Pathological examination of fatal SFTS cases revealed that large hematopoietic cells in lymphoid organs (lymph nodes, spleen, and bone marrow) comprise the majority of the cells infected by the virus. Additionally, mature lymphocytes are particularly sensitive to DBV infection in fatal cases, with a notable presence of DBV⁺ mononuclear cells found in the capillaries of non-lymphoid organs in deceased patients. The infected cells can be recognized through the detection of plasmablast markers (MUM1 and CD38). However, unlike B cells infected with DBV, DBV⁺ cells in these capillaries do not express CD20 (54). CD20 is a familiar marker for B cells that starts to express in late pre-B lymphocytes (but not in pre-B lymphocytes) and is absent from terminally differentiated plasmablasts and plasma cells (55). Another study showed that most mature B cells infected with DBV in the lymph nodes were activated and had immunophenotypes similar to those of plasmablasts (54, 56). Based on these findings, it can be inferred that B cells at different stages of plasma cell differentiation serve as sites for DBV replication and spread the virus to non-lymphoid organs (54, 57). Elevated proportions of plasmablasts with functional impairments have also been observed (33), resulting in the absence of DBV-specific IgG antibodies against glycoprotein and nucleocapsid protein. Various factors, including impaired DC differentiation and antigen presentation function, failed follicular helper T cell differentiation and B cell antibody class switching, lead to comprehensive impairment of humoral immunity and affect virus clearance (37, 58).
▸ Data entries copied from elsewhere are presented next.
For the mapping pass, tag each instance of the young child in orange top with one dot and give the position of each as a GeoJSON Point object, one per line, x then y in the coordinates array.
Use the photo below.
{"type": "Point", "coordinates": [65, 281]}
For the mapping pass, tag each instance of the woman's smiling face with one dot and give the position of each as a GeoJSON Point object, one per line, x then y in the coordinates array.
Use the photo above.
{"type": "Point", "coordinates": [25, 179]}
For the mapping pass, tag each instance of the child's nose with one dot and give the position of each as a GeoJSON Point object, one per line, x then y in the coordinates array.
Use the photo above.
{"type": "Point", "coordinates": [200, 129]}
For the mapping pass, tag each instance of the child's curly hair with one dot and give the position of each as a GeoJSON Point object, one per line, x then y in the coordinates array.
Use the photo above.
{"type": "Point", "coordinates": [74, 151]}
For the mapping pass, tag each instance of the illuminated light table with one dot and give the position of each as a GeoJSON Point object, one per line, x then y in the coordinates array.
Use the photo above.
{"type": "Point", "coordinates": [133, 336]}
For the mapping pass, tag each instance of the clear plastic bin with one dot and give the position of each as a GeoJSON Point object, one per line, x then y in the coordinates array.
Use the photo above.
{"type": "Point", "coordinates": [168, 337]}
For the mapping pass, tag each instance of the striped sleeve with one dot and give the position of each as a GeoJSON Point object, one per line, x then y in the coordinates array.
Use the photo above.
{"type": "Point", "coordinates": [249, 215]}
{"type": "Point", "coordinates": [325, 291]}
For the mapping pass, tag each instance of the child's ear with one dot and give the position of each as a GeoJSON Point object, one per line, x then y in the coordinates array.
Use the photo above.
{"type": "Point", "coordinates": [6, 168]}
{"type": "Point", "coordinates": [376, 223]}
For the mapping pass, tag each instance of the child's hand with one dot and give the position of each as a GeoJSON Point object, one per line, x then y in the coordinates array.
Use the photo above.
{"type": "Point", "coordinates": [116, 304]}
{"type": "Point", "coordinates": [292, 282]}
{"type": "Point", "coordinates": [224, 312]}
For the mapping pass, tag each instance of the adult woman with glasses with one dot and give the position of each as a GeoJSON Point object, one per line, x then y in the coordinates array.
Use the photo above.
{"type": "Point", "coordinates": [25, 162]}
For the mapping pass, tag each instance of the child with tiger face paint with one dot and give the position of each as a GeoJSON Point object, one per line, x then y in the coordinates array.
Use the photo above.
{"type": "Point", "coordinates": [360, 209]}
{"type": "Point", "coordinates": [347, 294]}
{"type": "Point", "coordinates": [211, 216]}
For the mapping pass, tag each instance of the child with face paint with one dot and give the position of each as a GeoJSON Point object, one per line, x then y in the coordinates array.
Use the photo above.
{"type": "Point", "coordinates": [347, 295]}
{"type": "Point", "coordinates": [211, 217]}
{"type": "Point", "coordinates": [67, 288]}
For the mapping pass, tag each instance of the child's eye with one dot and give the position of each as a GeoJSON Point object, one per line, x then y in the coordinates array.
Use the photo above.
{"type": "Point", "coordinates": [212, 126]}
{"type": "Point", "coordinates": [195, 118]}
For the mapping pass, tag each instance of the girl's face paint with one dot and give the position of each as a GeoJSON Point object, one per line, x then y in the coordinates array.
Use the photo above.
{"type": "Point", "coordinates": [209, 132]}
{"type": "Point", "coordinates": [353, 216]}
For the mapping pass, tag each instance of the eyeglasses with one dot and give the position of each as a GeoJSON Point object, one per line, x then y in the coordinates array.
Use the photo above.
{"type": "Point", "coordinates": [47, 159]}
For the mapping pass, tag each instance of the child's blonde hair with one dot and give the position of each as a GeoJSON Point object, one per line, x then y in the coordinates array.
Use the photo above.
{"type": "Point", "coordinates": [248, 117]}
Although DBV infection can activate B cells and cause them to replicate at a low level, most activated B cells are not infected with DBV. Despite limited viral infection and replication efficiency in peripheral blood B cells, the B cell lineage contributes to B cells activation (56). The sirtuin and IFN signaling pathways exhibit broad induction in the whole B cell population of patients who die of the disease, whereas the infected B cell population shows a specific reduction in these pathways compared to the uninfected population (57). This may be due to uninfected immune cells attempting to activate the IFN and sirtuin pathways to against virus. DBV infection of B cells induces uninfected B cells to produce cytokines and chemokines, such as IL-6 in vitro ( 56). However, DBV-infected B cells can block their signaling pathways and hamper paracrine effects on neighboring uninfected cells in vivo ultimately allowing high viral replication (33, 57). This may help DBV evade the host immune system (59).

DBV infection impairs DCs differentiation and function (58) hindering the development of T follicular helper cells and compromising the effectiveness of virus-specific humoral response (37). T-cell depletion is prevalent during the initial stages of DBV infection, particularly in patients with severe underlying conditions (46). Moreover, changes in T lymphocytes are similar to the overall dynamics of lymphocytes. CD4+ T cell deficiency and Th2 and Th17 bias are strongly correlated with SFTS severity (60). The significant decrease of peripheral T cells is revealed as its apoptosis via the Fas/FasL pathway in patients with SFTS (53). High levels of PD-1 expression are detected in exhausted T cells (61–63) in some chronic viral infections. Approximately 20% of CD4+ and CD8+ T cells display increased PD-1 expression, enhanced cytotoxicity, and effector functions in the early stages of DBV infection (53, 64). Additionally, CD8+ T cells that are similar to the response of antigen-specific T cells during acute viral infections exhibit a stronger response than CD4+ T cells (65). They can be activated rapidly and are recruited mainly by intermediate monocytes via CXCL10 (66). The differentiation from classical to intermediate monocytes in SFTS patients may lead to enhanced CD8+ T cell recruitment and an extensive immunological response. Cellular immunity is critical for virus clearance on antiviral immunity. However, T cell apoptosis, exhaustion, and decreased numbers occur with disease progression, indicating potential impairment of cellular immunity (64).